FIGURE 5. — **The region of ADAM10 comprising the disintegrin domain (D), the cysteine-rich (C), and stalk (S) regions mediates the interaction with Tspan14.** A, schematic of ADAM10 and ADAM17 chimeras. The extracellular disintegrin (D), cysteine-rich (C), and stalk (S) regions of ADAM10 (*black*) and ADAM17 (*gray*) were interchanged together (*DCS*) or individually. B, HEK-293T cells were mock transfected (−) or transfected with FLAG-tagged mouse Tspan14 (+) in addition to either HA-tagged mouse ADAM10, ADAM17, ADAM17 10DCS, or ADAM10 17DCS. Cells were lysed in 1% digitonin lysis buffer and immunoprecipitated with an anti-FLAG antibody. Immunoprecipitated proteins were blotted with anti-HA tag antibody (*top panel*) or anti-FLAG antibody (*lower panel*). Whole cell lysates were probed with the anti-HA tag antibody (*middle panel*). The blots are representative of three independent experiments.

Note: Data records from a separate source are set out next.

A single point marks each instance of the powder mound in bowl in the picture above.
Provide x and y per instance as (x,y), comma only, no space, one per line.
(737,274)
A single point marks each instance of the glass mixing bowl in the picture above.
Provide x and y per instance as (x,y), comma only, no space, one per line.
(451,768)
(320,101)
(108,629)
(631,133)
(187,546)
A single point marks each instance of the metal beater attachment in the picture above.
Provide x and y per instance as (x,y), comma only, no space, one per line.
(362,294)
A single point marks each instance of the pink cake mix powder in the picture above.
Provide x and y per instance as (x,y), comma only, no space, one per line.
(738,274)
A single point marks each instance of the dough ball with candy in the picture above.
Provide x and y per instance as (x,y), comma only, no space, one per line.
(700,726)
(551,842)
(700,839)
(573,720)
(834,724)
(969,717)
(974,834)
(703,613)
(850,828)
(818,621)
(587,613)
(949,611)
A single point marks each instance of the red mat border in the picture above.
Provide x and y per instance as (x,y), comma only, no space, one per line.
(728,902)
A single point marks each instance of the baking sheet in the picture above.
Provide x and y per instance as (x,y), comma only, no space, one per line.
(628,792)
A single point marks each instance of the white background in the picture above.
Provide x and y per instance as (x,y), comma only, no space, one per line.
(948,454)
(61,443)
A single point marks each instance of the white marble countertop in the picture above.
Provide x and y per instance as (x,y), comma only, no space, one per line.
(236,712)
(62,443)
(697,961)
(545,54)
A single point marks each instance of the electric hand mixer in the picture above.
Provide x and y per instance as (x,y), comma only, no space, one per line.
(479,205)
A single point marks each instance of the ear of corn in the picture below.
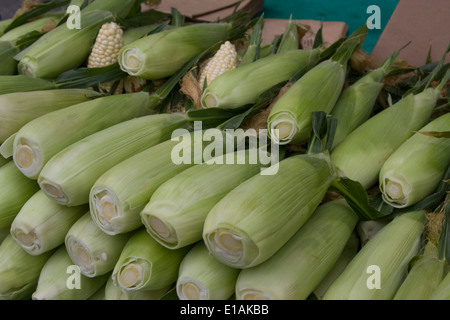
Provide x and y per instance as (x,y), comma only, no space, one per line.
(92,250)
(146,265)
(361,155)
(203,277)
(115,292)
(424,277)
(19,108)
(248,225)
(177,210)
(295,270)
(161,54)
(55,280)
(379,268)
(68,179)
(233,89)
(42,138)
(417,166)
(54,53)
(16,189)
(19,271)
(42,224)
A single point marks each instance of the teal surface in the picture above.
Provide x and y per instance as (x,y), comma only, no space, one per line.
(353,12)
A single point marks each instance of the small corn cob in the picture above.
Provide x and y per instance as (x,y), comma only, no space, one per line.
(42,224)
(203,277)
(19,108)
(267,217)
(106,50)
(16,190)
(415,168)
(54,280)
(92,250)
(42,138)
(378,269)
(70,174)
(295,270)
(19,271)
(146,265)
(224,59)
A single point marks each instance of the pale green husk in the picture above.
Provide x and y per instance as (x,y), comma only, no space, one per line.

C, HEK-293T cells were co-transfected with (+) or without (−) FLAG-tagged mouse Tspan14 and either HA-mouse ADAM10, ADAM17, ADAM17 10DCS, ADAM17 10D, ADAM17 10C, or ADAM17 10S. Cells were treated as in *B. D*, data from *panels B* and C were quantitated and presented as the relative amount of each ADAM10/17 construct immunoprecipitated with Tspan14, having arbitrarily set wild-type ADAM10 to 100. Data were normalized by log transformation and statistically analyzed using a one-way ANOVA with a Dunnett's multiple comparison test, compared with the ADAM17 control (*, p < 0.05). Error bars represent standard errors of the mean from 3–6 experiments.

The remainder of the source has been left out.